Conseco Scraps APL Service Bureau In Favor Of Turnkey Advent Packages
PORTFOLIO MANAGEMENT
CARMEL, Ind.-- Conseco Capital Management, the $35 billion investment management division of Conseco Insurance, has gone live on Advent Software's Office for its $600 million equity portfolio. The installation will replace a service bureau Conseco had with Checkfree's APL package for 10 employees, including four portfolio managers and two traders, on the equity side of the company's business.
Conseco is installing Advent's Axys portfolio management system, Moxy trade order management system and Rex trade reconciliation package.
Conseco Capital's remaining 123 employees, including more than 85 investment professionals, will continue using SS&C Technologies' Camra 2000 for the $34 billion in fixed income investments it manages.
While the switch to Advent is underway, Conseco is also carrying out an upgrade to its desktop platforms, says Rich Burke, vice president of information technology. Roughly 10 percent of the company's workstations have already been converted to 450 Mhz Pentium II processors with 96 Mbytes of memory running the Microsoft Windows NT 4.0 operating system.
The remainder will be converted throughout the year. The old desktop environment had been 200 Mhz Pentiums with 64 Mbytes of memory using Windows 95.
Burke says the upgrade will take most of the year while Conseco tests the new desktop configuration with its custom applications.
"We want to make sure it plays well in our environment," Burke says. "We built our own data warehouse, and we have a pretty extensive Oracle database that co-mingles all of our Camra and Advent portfolios. Our analytical systems provide a complete view of all our portfolios."

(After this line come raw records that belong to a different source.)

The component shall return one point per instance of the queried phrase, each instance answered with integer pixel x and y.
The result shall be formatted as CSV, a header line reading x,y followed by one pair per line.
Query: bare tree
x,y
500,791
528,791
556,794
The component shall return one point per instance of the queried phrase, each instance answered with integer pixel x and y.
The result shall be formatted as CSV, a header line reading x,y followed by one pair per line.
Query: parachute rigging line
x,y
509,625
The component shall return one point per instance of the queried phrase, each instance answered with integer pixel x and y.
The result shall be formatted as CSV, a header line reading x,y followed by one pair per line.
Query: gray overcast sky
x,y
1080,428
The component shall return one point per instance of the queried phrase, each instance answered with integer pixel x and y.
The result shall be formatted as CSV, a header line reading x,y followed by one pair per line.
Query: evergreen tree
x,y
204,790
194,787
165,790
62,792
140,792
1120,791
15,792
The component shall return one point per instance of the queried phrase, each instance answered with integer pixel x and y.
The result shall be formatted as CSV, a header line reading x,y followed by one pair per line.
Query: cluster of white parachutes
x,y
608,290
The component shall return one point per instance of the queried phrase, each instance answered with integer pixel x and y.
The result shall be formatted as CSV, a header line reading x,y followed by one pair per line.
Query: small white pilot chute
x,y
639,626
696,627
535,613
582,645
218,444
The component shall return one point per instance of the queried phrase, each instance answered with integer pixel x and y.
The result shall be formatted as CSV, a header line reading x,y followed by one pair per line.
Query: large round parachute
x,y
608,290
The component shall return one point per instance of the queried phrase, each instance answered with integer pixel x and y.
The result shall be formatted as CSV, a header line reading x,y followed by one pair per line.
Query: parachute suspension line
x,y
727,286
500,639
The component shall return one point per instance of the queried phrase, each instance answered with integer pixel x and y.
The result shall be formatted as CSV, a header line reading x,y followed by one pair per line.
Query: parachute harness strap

Conseco is a relative newcomer to managing equity investments, and it licensed APL two years ago to process its small, but growing, stock portfolios. But Nora Bammann, the company's vice president for investment systems, says the equity portfolio managers had been dissatisfied with the text-based APL system and the difficulty of integrating holdings data from APL into their analytical tools.
"Our portfolio managers needed a better trade allocation module, and they needed something that was Windows based," Bammann says. Checkfree "is working toward a Windows based system, but we just couldn't wait."
Jamie Waller, vice president for strategic development at Check free Investment Services, declined to comment about Conseco's decision to switch to Advent.
"The portfolio managers wanted quick access to the configurations of their portfolios so they could do what-if analyses," Bammann says.
Burke says: "The biggest issue was with allocations. As you continue to grow, you build model portfolios, and then allocate trades across all your portfolios."
For example, a company might set an investment strategy for each equity portfolio to have 1 percent of its assets in IBM common stock. A model portfolio is created, and each individual portfolio is run against that model. A portfolio management system, such as Advent's Axys, will instruct the managers exactly how many shares they need to match the 1 percent guideline.
Such tasks weren't easy to do in APL, because of the difficulty of integrating its data with Conseco's Oracle database.
By last year, Conseco had decided it needed to replace APL. It spent most of the second and third quarter of 1998 evaluating systems from several vendors, and by the fourth quarter, it had signed a license with Advent.
The company briefly considered extending its license for SS&C's Camra to its equity portfolios, but Rodney Schmucker, second vice president for investment operations, says Camra does several nightly batch processes on the fixed income portfolios. Given the scale of the company's fixed income holdings, the nightly processes on the equities would have to wait until the fixed income jobs were done.
That led the company to look for another system.
But Michael Morini, SS&C's senior vice president for asset management, says that one of Conseco's concerns was that it acquire a trade-order management system. At the time that the firm's system search was underway, SS&C had not yet integrated its Antares trade order system with Camra 2000.
SS&C's integration of Antares and Camra was finished by last summer, but by that point, Conseco was already close to its final selection of Advent.
Conseco's proprietary analytics let portfolio managers compare their portfolios against the corporate holdings. On the fixed income side of the business, holdings data is extracted from SS&C's Camra overnight into the data warehouse. That information is exported into analytical tools the following morning that portfolio managers use to plot out investment and trading strategies.
The data warehouse uses four Hewlett-Packard 9000 K570 servers running HP/UX Unix and one HP 9000 V220.
Burke says Conseco's analytical tools were written in C++ with a Jyacc Prolifics graphical user interface. Prolifics runs under Unix, and when Conseco was building its analytics in the early 1990s, Microsoft had still not released either Windows NT or Windows 95.
"At that point, you could only get the analytical horsepower you needed in a Unix environment," Burke says.